Rogen, Theron’s ‘Long Shot’ is an unexpected winner

I struggled to understand chemistry in high school. To this day, I simply accept that when you pair different substances, surprising things happen.

I also struggled to understand the chemistry between Seth Rogen and Charlize Theron while watching “Long Shot,” a romantic comedy in which Rogen and Theron’s characters fall crazy in love.

Rogen’s character, Fred Flarsky, is portrayed as pudgy, hairy and unkempt. And Theron’s Charlotte Field looks like Theron on a good hair day, which is to say she’s gorgeous.

Even on a bad hair day, Charlotte would be out of Fred’s league. Yet a surprising thing happens when they pair up: They work as a couple.

Unlike high school chemistry, however, I believe I’ve figured this equation out.

For all his crude humor, Rogen comes across as tremendously sweet and funny. And for all her acting chops in serious dramas like “Monster” and “North Country,” Theron also has good comedic instincts. As she proved in “Tully,” she can be funny.

When you couple these two very likable actors in a romantic comedy, the chemistry works. Even when “Long Shot” was at its most outlandish, I never thought Fred and Charlotte couldn’t possibly fall in love.

Speaking of outlandish, the story is the kind that could work only in a movie.

Fred is an investigative journalist with exceptional writing skills, and Charlotte is the U.S. secretary of state. While it’s unlikely their paths would cross, they do bump into one another at a fundraiser.

Since they have a history from when they were young (which I won’t spoil), they spend a few moments reminiscing.

Little do they realize they need each other. Fred just quit his job in a fume after a wealthy conservative purchased the liberal newspaper for which he was writing, and Charlotte needs a speechwriter for her presidential campaign.

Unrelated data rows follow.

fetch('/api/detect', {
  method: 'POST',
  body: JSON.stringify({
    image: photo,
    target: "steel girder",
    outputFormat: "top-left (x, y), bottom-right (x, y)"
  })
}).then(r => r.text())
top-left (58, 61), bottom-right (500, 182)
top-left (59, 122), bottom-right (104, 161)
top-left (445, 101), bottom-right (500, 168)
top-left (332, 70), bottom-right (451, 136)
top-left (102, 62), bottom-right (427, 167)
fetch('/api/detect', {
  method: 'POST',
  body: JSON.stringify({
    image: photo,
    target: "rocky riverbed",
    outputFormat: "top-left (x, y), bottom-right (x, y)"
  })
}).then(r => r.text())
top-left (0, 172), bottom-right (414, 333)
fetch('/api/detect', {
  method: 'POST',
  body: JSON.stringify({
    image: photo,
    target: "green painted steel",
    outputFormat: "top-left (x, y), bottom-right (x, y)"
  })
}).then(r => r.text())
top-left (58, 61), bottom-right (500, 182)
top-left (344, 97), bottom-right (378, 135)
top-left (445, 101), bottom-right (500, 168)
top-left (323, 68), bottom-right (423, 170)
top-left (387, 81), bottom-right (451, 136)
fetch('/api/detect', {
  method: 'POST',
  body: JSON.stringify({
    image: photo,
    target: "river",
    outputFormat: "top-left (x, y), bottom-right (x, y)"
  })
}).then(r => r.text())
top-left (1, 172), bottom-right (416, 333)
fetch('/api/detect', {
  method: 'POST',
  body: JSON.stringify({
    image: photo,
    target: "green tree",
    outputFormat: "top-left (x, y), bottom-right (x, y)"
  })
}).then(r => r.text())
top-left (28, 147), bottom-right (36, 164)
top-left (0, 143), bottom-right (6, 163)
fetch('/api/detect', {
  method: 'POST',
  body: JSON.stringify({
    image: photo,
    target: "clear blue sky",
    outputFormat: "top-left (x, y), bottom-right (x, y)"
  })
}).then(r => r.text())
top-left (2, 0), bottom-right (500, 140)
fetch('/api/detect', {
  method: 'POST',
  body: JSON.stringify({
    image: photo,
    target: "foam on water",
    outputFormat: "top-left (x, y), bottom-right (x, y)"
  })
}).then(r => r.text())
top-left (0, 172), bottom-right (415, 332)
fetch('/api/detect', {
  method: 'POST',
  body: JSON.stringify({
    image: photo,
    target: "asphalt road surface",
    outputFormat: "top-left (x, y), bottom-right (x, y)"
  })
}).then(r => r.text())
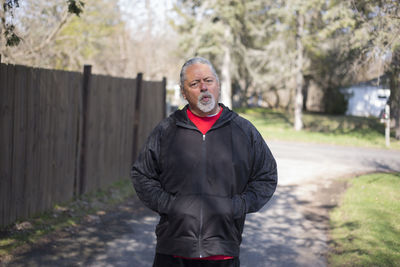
top-left (4, 141), bottom-right (400, 267)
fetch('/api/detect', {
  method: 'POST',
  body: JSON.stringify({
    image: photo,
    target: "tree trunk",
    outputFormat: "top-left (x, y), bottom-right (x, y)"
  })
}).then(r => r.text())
top-left (221, 27), bottom-right (232, 108)
top-left (389, 47), bottom-right (400, 140)
top-left (395, 75), bottom-right (400, 140)
top-left (294, 10), bottom-right (304, 131)
top-left (302, 76), bottom-right (310, 111)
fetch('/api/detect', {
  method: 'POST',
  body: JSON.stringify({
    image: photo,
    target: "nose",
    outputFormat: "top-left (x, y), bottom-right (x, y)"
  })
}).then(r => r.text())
top-left (200, 81), bottom-right (207, 91)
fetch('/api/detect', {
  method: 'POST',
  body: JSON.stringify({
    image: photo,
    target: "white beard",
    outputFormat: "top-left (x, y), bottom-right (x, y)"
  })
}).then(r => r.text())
top-left (197, 92), bottom-right (216, 113)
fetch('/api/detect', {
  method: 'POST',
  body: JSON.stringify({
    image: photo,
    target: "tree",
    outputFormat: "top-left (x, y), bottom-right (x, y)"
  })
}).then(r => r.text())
top-left (351, 0), bottom-right (400, 139)
top-left (321, 0), bottom-right (400, 138)
top-left (1, 0), bottom-right (181, 84)
top-left (172, 0), bottom-right (254, 108)
top-left (388, 46), bottom-right (400, 139)
top-left (118, 0), bottom-right (181, 81)
top-left (1, 0), bottom-right (130, 77)
top-left (246, 0), bottom-right (332, 130)
top-left (171, 0), bottom-right (399, 136)
top-left (0, 0), bottom-right (84, 47)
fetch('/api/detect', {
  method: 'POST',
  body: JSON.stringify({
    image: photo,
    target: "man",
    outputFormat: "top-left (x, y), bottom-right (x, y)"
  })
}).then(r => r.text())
top-left (131, 57), bottom-right (277, 267)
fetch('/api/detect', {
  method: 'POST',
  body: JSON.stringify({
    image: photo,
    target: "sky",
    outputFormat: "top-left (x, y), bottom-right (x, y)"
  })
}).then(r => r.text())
top-left (117, 0), bottom-right (176, 36)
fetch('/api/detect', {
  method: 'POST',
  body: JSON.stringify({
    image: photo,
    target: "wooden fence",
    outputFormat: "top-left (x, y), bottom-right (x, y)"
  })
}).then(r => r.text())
top-left (0, 62), bottom-right (166, 227)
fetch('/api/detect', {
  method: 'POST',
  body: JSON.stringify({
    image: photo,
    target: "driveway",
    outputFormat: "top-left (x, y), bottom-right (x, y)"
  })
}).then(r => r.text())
top-left (4, 141), bottom-right (400, 267)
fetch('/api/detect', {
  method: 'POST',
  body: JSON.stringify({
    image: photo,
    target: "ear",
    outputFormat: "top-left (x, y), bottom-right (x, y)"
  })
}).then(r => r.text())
top-left (181, 86), bottom-right (187, 99)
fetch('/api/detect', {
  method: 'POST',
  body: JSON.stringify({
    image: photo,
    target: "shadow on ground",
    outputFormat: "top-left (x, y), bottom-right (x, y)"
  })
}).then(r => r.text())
top-left (5, 180), bottom-right (342, 267)
top-left (240, 183), bottom-right (334, 267)
top-left (5, 197), bottom-right (157, 267)
top-left (7, 140), bottom-right (398, 267)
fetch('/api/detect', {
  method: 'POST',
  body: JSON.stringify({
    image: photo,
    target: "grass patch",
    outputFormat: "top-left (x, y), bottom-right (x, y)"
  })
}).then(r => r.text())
top-left (0, 179), bottom-right (135, 260)
top-left (236, 108), bottom-right (400, 149)
top-left (328, 173), bottom-right (400, 266)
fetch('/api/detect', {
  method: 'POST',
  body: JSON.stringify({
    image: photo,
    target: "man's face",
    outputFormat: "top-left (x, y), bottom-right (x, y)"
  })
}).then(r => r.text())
top-left (182, 63), bottom-right (220, 116)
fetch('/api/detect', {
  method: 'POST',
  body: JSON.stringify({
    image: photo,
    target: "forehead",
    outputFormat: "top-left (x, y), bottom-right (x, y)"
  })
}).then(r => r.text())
top-left (185, 63), bottom-right (214, 81)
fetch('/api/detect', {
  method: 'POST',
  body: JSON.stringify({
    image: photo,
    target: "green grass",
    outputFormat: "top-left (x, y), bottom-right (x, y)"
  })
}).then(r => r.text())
top-left (0, 179), bottom-right (135, 260)
top-left (236, 108), bottom-right (400, 150)
top-left (328, 173), bottom-right (400, 266)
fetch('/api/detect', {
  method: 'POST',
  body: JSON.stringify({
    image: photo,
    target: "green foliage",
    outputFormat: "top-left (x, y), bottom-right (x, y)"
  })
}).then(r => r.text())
top-left (173, 0), bottom-right (399, 117)
top-left (173, 0), bottom-right (243, 59)
top-left (329, 173), bottom-right (400, 266)
top-left (323, 87), bottom-right (348, 115)
top-left (4, 24), bottom-right (20, 46)
top-left (172, 1), bottom-right (254, 86)
top-left (236, 107), bottom-right (400, 149)
top-left (67, 0), bottom-right (85, 17)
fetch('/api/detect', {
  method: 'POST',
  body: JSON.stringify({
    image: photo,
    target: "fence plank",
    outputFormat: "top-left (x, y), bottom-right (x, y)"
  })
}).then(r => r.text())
top-left (31, 67), bottom-right (43, 216)
top-left (53, 71), bottom-right (65, 203)
top-left (162, 77), bottom-right (167, 119)
top-left (0, 63), bottom-right (13, 226)
top-left (13, 65), bottom-right (29, 221)
top-left (119, 78), bottom-right (136, 179)
top-left (6, 64), bottom-right (17, 225)
top-left (51, 70), bottom-right (62, 204)
top-left (37, 68), bottom-right (49, 213)
top-left (82, 72), bottom-right (97, 194)
top-left (24, 66), bottom-right (36, 218)
top-left (61, 71), bottom-right (81, 202)
top-left (105, 77), bottom-right (118, 186)
top-left (137, 81), bottom-right (165, 151)
top-left (47, 70), bottom-right (56, 208)
top-left (47, 69), bottom-right (56, 210)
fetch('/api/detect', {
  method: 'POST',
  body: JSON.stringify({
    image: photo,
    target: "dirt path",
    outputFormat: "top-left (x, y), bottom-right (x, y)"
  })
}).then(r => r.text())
top-left (3, 141), bottom-right (400, 267)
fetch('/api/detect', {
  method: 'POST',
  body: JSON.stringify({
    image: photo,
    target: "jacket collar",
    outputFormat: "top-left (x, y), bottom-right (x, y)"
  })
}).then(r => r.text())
top-left (173, 103), bottom-right (237, 130)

Next thing you know, they’re existing in the same space. And then she’s developing feelings for him. (He already has feelings for her.) And then they’re sleeping together.

Hey, the movie is called “Long Shot” for a reason.

So, beyond the solid chemistry between its stars, what makes “Long Shot” work?

First and foremost, it’s funny. Packed with hilarious one-liners and comedy that feels organic, not forced, “Lost Shot” registers high on the laugh-o-meter.

Why did recent comedies like “Little” and “What Men Want” barely yank a chuckle out of me, while “Long Shot” had me in stiches?

Comedy can be highly subjective. In “Little,” when the adult Jordan licks an apple and then forces one of her employees to eat it, some of the people in the theater were rolling in the aisles. I wanted to step over them and walk out.

But in “Long Shot,” when Fred awkwardly tells Charlotte at the beginning of a date that he not only shaved his neck but also his back, and then puts a hand above the top of his rump to demonstrate how far, I laughed.

Maybe you’ll think that’s your cue to take a restroom break.

All I know is “Long Shot” made me laugh – a lot. Even the crude stuff, which I normally disdain, had me chuckling.

(There’s also a running joke about a tattoo that’s not only funny but also thought-provoking. Few comedies have the kind of smarts it takes to come up with something like that.)

“Long Shot” offers more than a bag of jokes and pratfalls, though; it also looks at some of the reasons people separate themselves from one another and the good things that happen when they cross that divide.

Remarkably, it does this without clumsy shifts in tone. I’m thinking about a scene in which Fred and his best friend have a tense conversation after discovering some things about each other they never knew.

The moment is marvelously acted and directed and deftly balances humor and drama to avoid losing the audience.

If “Long Shot” falls short in any way, it’s with its tendency to push certain situations past the edge of believability. Perhaps the filmmakers thought the audience would buy anything if it bought Charlotte falling in love with Fred. But a couple of scenes go too far.

Thankfully, “Long Shot” always bounced back, so it never lost me. And now here I am, smiling and laughing as I think back on it.

Even though comedies are subjective, “Long Shot” was cut from better cloth than the recent spate of half-baked hits and deserves to find an audience. If it does, I believe those people will agree that it’s one of those rare films that makes going to the movies a joy.